Из стенограммы интервью господина Таруса Силлагорона, великого мастера аэдического искусства, профессора университета имени великого стратега Каоры Риццу, специально для радиопередачи «Загадки истории». Стенограмма зачитана в прямом эфире мастером дикторского искусства господином Румелем Даиром.

– Мой государь, – почтительно и неуверенно заговорил первый амир, склонив голову, в то время как владыка ульмийского царства Нардх Сакхара отвернулся к высокому окну своего теуна, – разоблачен еще один соглядатай Карагарта.

– И кто ж он? – царь спрашивал без интереса, как будто из вежливости, словно уже знал ответ.

– Как ты и предполагал, Шангар-младший, – мрачно ответил амир, – но мне очень трудно в это поверить, государь! Я его помню как человека, преданного царству!

– Но карагартцы могли узнать о переходе лунной каноссы только от него, Радхан.

– Да, государь, – еще больше помрачнел амир.

– Я понимаю, что тебя беспокоит, Радхан. Многие из предателей нашего царства – люди, которых ты считал своими друзьями и сподвижниками. Но радуйся: теперь ты знаешь их истинную суть. И не беспокойся, что мой гнев из-за их предательства обрушится на тебя!

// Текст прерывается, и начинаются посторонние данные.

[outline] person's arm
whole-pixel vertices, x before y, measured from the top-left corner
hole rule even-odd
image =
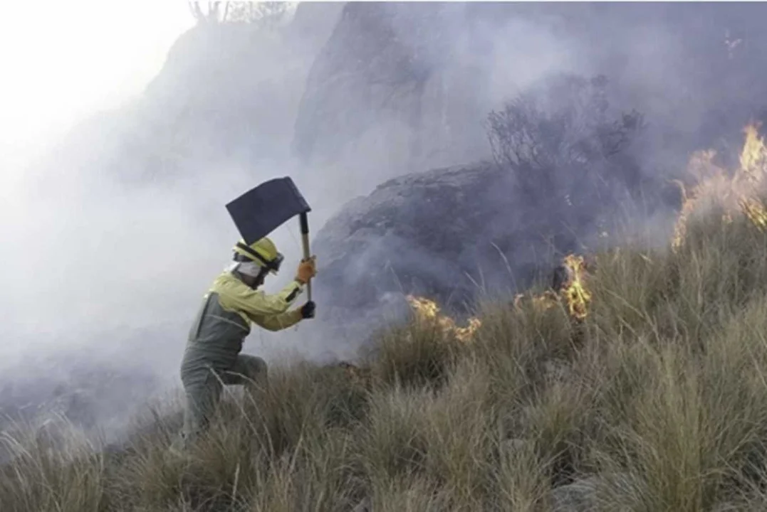
[[[281,315],[274,315],[272,316],[254,316],[251,319],[253,323],[262,327],[267,331],[281,331],[293,327],[301,321],[302,315],[300,309],[282,313]]]
[[[281,315],[295,302],[304,287],[291,281],[278,293],[268,295],[254,290],[236,278],[221,283],[219,292],[221,305],[225,309],[241,311],[250,318]],[[254,320],[255,321],[255,320]]]

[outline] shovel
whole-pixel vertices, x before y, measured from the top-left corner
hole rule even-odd
[[[290,178],[277,178],[262,183],[227,204],[226,210],[245,243],[249,245],[298,215],[304,259],[308,259],[311,256],[309,251],[309,220],[307,217],[311,208]],[[307,284],[306,289],[311,301],[311,281]]]

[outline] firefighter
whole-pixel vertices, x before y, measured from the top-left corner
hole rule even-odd
[[[184,445],[207,429],[223,385],[244,385],[249,391],[266,383],[266,362],[240,354],[252,323],[280,331],[314,318],[313,302],[288,308],[315,275],[314,256],[301,262],[295,279],[278,293],[268,295],[258,290],[267,274],[277,274],[282,259],[268,238],[250,245],[240,240],[234,246],[234,262],[205,295],[181,363],[186,395]]]

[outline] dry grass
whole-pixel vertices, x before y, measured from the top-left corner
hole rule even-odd
[[[6,432],[2,510],[765,510],[767,236],[718,218],[597,255],[578,329],[485,304],[469,344],[385,333],[367,380],[275,369],[189,458],[177,410],[116,452]]]

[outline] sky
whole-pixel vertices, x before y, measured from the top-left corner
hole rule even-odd
[[[41,145],[140,93],[193,24],[180,0],[5,4],[0,168],[5,182],[0,185],[18,179]]]

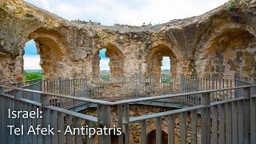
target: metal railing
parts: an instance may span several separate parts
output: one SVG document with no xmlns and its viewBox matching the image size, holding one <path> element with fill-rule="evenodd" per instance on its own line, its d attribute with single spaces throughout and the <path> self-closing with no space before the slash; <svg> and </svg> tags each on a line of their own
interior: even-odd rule
<svg viewBox="0 0 256 144">
<path fill-rule="evenodd" d="M 81 127 L 87 125 L 92 127 L 106 126 L 110 127 L 116 125 L 122 128 L 123 134 L 118 138 L 118 143 L 130 143 L 133 138 L 130 133 L 133 124 L 139 123 L 138 130 L 140 133 L 140 143 L 147 143 L 148 122 L 152 122 L 155 126 L 155 142 L 162 143 L 162 127 L 167 127 L 168 142 L 174 143 L 255 143 L 255 96 L 256 85 L 247 85 L 218 90 L 205 90 L 184 94 L 166 94 L 133 99 L 124 99 L 116 102 L 90 99 L 84 97 L 63 95 L 53 93 L 26 90 L 21 88 L 0 86 L 0 115 L 1 143 L 15 143 L 33 142 L 33 143 L 111 143 L 111 135 L 100 136 L 98 138 L 88 138 L 88 135 L 64 135 L 63 131 L 67 126 Z M 5 89 L 13 89 L 14 94 L 5 94 Z M 22 92 L 40 94 L 41 102 L 24 98 Z M 227 94 L 228 91 L 238 91 L 238 94 L 228 99 L 213 98 L 213 94 Z M 33 95 L 32 94 L 32 95 Z M 178 98 L 186 96 L 198 97 L 199 102 L 197 105 L 178 110 L 170 110 L 153 114 L 130 116 L 130 106 L 140 102 L 152 102 L 169 98 Z M 97 105 L 97 117 L 83 114 L 68 110 L 64 108 L 50 105 L 50 97 L 54 96 L 65 101 L 69 99 L 85 103 Z M 213 101 L 214 99 L 214 101 Z M 182 101 L 181 102 L 183 102 Z M 43 111 L 42 119 L 30 118 L 8 118 L 8 109 L 11 110 L 35 110 L 39 108 Z M 113 115 L 110 110 L 116 109 L 117 114 Z M 117 122 L 113 121 L 118 119 Z M 178 119 L 178 122 L 174 122 Z M 163 124 L 163 121 L 166 124 Z M 46 126 L 50 125 L 54 130 L 61 130 L 61 133 L 55 135 L 9 135 L 6 126 L 14 124 L 16 126 Z M 179 130 L 178 131 L 177 130 Z M 113 135 L 112 135 L 113 136 Z M 175 138 L 177 138 L 175 139 Z M 124 140 L 124 141 L 123 141 Z"/>
</svg>

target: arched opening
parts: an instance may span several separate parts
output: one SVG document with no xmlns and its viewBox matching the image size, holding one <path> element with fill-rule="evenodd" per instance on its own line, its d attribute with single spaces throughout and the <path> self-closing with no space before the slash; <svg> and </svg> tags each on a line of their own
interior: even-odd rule
<svg viewBox="0 0 256 144">
<path fill-rule="evenodd" d="M 214 38 L 204 50 L 205 75 L 215 74 L 218 77 L 239 74 L 247 78 L 256 76 L 256 39 L 248 31 L 229 29 Z"/>
<path fill-rule="evenodd" d="M 111 78 L 122 77 L 123 62 L 123 54 L 114 46 L 107 45 L 99 49 L 92 58 L 93 78 L 100 78 L 101 72 L 103 72 L 102 70 L 110 70 Z"/>
<path fill-rule="evenodd" d="M 150 131 L 147 136 L 147 143 L 148 144 L 155 144 L 156 143 L 156 130 L 154 130 Z M 168 134 L 162 130 L 162 144 L 168 144 Z"/>
<path fill-rule="evenodd" d="M 171 50 L 164 45 L 158 45 L 151 50 L 147 58 L 146 75 L 160 77 L 164 74 L 176 77 L 176 65 L 177 58 Z"/>
<path fill-rule="evenodd" d="M 118 144 L 118 138 L 119 136 L 116 134 L 114 134 L 114 130 L 111 130 L 111 143 L 112 144 Z M 122 133 L 122 143 L 125 143 L 125 134 Z"/>
<path fill-rule="evenodd" d="M 105 48 L 99 50 L 99 76 L 103 80 L 108 80 L 110 76 L 110 58 L 106 56 L 106 52 Z"/>
<path fill-rule="evenodd" d="M 36 43 L 33 39 L 25 44 L 23 61 L 23 79 L 28 81 L 42 78 L 40 56 L 37 50 Z"/>
</svg>

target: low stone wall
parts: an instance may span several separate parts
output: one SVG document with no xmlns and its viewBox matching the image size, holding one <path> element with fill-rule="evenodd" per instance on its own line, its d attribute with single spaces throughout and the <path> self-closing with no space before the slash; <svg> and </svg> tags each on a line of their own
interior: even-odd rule
<svg viewBox="0 0 256 144">
<path fill-rule="evenodd" d="M 130 106 L 130 113 L 129 116 L 130 118 L 136 117 L 139 115 L 146 115 L 154 113 L 158 113 L 158 112 L 163 112 L 173 110 L 172 108 L 169 107 L 161 107 L 161 106 L 145 106 L 145 105 L 131 105 Z M 111 126 L 118 126 L 118 113 L 117 113 L 117 108 L 116 107 L 111 107 L 111 119 L 112 122 Z M 96 108 L 90 108 L 86 109 L 82 113 L 97 116 L 97 109 Z M 178 114 L 174 115 L 174 140 L 175 143 L 180 142 L 180 138 L 181 138 L 181 123 L 180 123 L 180 117 Z M 200 139 L 201 138 L 201 122 L 200 122 L 200 116 L 198 116 L 198 139 Z M 155 125 L 155 120 L 154 119 L 149 119 L 146 122 L 147 127 L 146 127 L 146 134 L 149 134 L 152 130 L 154 130 L 156 129 Z M 169 134 L 168 131 L 168 118 L 167 117 L 162 117 L 162 132 L 165 132 L 166 134 Z M 186 142 L 187 143 L 191 143 L 191 118 L 189 114 L 187 114 L 186 117 Z M 139 143 L 141 142 L 141 123 L 140 122 L 133 122 L 129 124 L 130 128 L 130 143 Z M 152 138 L 154 139 L 154 138 Z M 94 139 L 95 142 L 98 141 L 98 138 L 95 138 Z"/>
</svg>

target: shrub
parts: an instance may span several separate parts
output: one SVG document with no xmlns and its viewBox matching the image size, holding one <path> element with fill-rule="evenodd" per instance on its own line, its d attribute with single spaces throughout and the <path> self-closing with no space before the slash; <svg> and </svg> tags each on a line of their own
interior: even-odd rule
<svg viewBox="0 0 256 144">
<path fill-rule="evenodd" d="M 42 78 L 42 74 L 38 72 L 32 72 L 32 73 L 25 73 L 24 77 L 26 81 L 29 81 L 32 79 Z"/>
</svg>

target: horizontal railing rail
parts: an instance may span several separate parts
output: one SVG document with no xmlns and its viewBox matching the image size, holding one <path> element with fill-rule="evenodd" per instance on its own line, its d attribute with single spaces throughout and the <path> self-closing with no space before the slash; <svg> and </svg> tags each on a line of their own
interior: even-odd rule
<svg viewBox="0 0 256 144">
<path fill-rule="evenodd" d="M 15 88 L 15 87 L 10 87 L 10 86 L 0 85 L 0 87 L 2 87 L 2 88 L 13 89 L 13 90 L 16 90 L 30 92 L 30 93 L 34 93 L 34 94 L 40 94 L 42 96 L 43 95 L 53 95 L 55 97 L 59 97 L 59 98 L 67 98 L 67 99 L 78 100 L 78 101 L 82 101 L 85 102 L 91 102 L 91 103 L 97 103 L 97 104 L 102 104 L 102 105 L 126 104 L 126 103 L 133 103 L 133 102 L 143 102 L 143 101 L 151 101 L 151 100 L 163 99 L 163 98 L 168 98 L 182 97 L 182 96 L 186 96 L 186 95 L 202 94 L 205 94 L 205 93 L 213 93 L 213 92 L 218 92 L 218 91 L 230 90 L 237 90 L 237 89 L 242 89 L 242 88 L 248 88 L 248 87 L 254 87 L 254 86 L 256 86 L 256 85 L 242 86 L 222 88 L 222 89 L 218 89 L 218 90 L 201 90 L 201 91 L 195 91 L 195 92 L 166 94 L 166 95 L 152 96 L 152 97 L 146 97 L 146 98 L 133 98 L 133 99 L 119 100 L 119 101 L 116 101 L 116 102 L 110 102 L 107 100 L 92 99 L 92 98 L 83 98 L 83 97 L 75 97 L 75 96 L 72 96 L 72 95 L 58 94 L 54 94 L 54 93 L 46 93 L 46 92 L 42 92 L 42 91 L 38 91 L 38 90 Z"/>
<path fill-rule="evenodd" d="M 232 85 L 233 86 L 233 85 Z M 12 90 L 12 94 L 4 94 L 4 89 Z M 198 89 L 199 90 L 199 89 Z M 26 98 L 27 93 L 31 96 L 39 95 L 40 102 L 36 102 Z M 251 143 L 256 142 L 256 85 L 245 85 L 231 87 L 221 87 L 219 89 L 210 89 L 199 91 L 189 91 L 186 93 L 161 94 L 158 96 L 136 98 L 118 101 L 107 101 L 101 99 L 91 99 L 86 97 L 76 95 L 61 94 L 50 92 L 22 89 L 18 87 L 0 86 L 0 114 L 3 115 L 0 127 L 3 127 L 3 134 L 0 134 L 0 141 L 3 143 L 12 142 L 13 138 L 18 142 L 29 141 L 35 138 L 34 143 L 93 143 L 98 142 L 101 144 L 111 143 L 113 135 L 100 136 L 93 139 L 79 134 L 64 135 L 59 134 L 54 136 L 40 137 L 6 137 L 8 130 L 4 127 L 8 123 L 18 123 L 18 126 L 26 123 L 31 125 L 42 124 L 52 125 L 56 129 L 64 130 L 67 126 L 79 127 L 88 124 L 91 127 L 111 127 L 116 126 L 121 127 L 122 134 L 117 136 L 118 143 L 130 143 L 134 138 L 140 143 L 147 143 L 147 130 L 150 127 L 154 127 L 154 141 L 156 143 L 162 143 L 164 136 L 167 133 L 169 143 Z M 58 98 L 58 101 L 55 101 Z M 130 115 L 130 108 L 141 102 L 151 102 L 162 100 L 168 102 L 192 102 L 189 107 L 173 110 L 163 109 L 159 111 L 150 111 L 149 113 L 138 113 Z M 54 102 L 53 102 L 54 101 Z M 67 110 L 58 106 L 58 102 L 72 102 L 74 107 L 81 102 L 94 103 L 97 110 L 94 115 L 81 114 Z M 54 105 L 53 105 L 54 104 Z M 34 123 L 31 119 L 13 121 L 7 120 L 6 110 L 33 110 L 40 108 L 43 111 L 43 119 Z M 114 114 L 113 110 L 116 110 Z M 142 110 L 142 108 L 141 110 Z M 95 116 L 96 115 L 96 116 Z M 134 132 L 136 131 L 136 132 Z M 134 136 L 134 134 L 139 135 Z M 34 140 L 32 140 L 34 142 Z"/>
</svg>

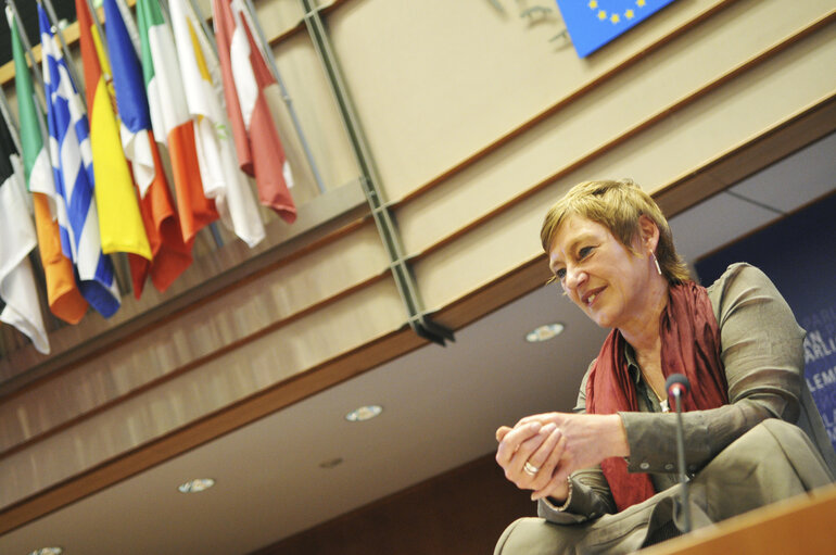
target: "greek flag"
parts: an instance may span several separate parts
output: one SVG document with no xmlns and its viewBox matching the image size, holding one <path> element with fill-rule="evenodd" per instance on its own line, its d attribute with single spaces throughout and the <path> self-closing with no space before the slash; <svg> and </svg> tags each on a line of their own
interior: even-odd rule
<svg viewBox="0 0 836 555">
<path fill-rule="evenodd" d="M 93 200 L 93 168 L 87 115 L 43 8 L 38 4 L 52 171 L 55 175 L 61 245 L 73 261 L 78 288 L 102 316 L 119 307 L 113 263 L 102 254 Z"/>
<path fill-rule="evenodd" d="M 557 0 L 574 50 L 586 58 L 673 0 Z"/>
</svg>

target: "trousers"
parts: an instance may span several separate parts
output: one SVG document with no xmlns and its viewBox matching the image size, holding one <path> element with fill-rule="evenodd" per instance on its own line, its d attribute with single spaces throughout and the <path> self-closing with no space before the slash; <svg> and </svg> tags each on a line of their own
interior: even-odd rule
<svg viewBox="0 0 836 555">
<path fill-rule="evenodd" d="M 733 517 L 834 481 L 808 436 L 768 419 L 725 447 L 689 482 L 693 528 Z M 681 485 L 596 520 L 556 525 L 521 518 L 503 532 L 495 555 L 632 553 L 654 543 L 679 518 Z"/>
</svg>

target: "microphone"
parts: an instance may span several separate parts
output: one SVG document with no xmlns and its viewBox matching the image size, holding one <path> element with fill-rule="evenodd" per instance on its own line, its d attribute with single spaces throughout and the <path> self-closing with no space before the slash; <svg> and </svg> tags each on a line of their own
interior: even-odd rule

– Государь, я не беспокоюсь, я только… – хотел объяснить Радхан, но царь его перебил:

– Из уважения к тебе и дружеским чувствам, которые ты питал к Шангару, я позволяю ему самому выбрать себе казнь. У него есть время до вечера. О чем еще ты хотел поговорить?

– Твой внук, государь. Он уже неделю в Ульме, а ты так и не соизволил принять его. Начинаются дурные разговоры, и его положение становится двусмысленным.

– Мой внук?! – В бесстрастном до этого момента голосе царя заворочалась глубоко скрытая ярость. – Этот бледнокожий ублюдок?! Я его видел издалека, копия отца!

– Не сочти за дерзость, мой государь! Хоть его рождение и не освящено халитами, но зачат он царским семенем, а выношен в царском чреве. Он рожден быть царем. Преступление его родителей – дело прошлого, а он – ключ к будущему! Пока он жив – никто не посмеет сказать, что династия Сакхара проклята гибелью наследников!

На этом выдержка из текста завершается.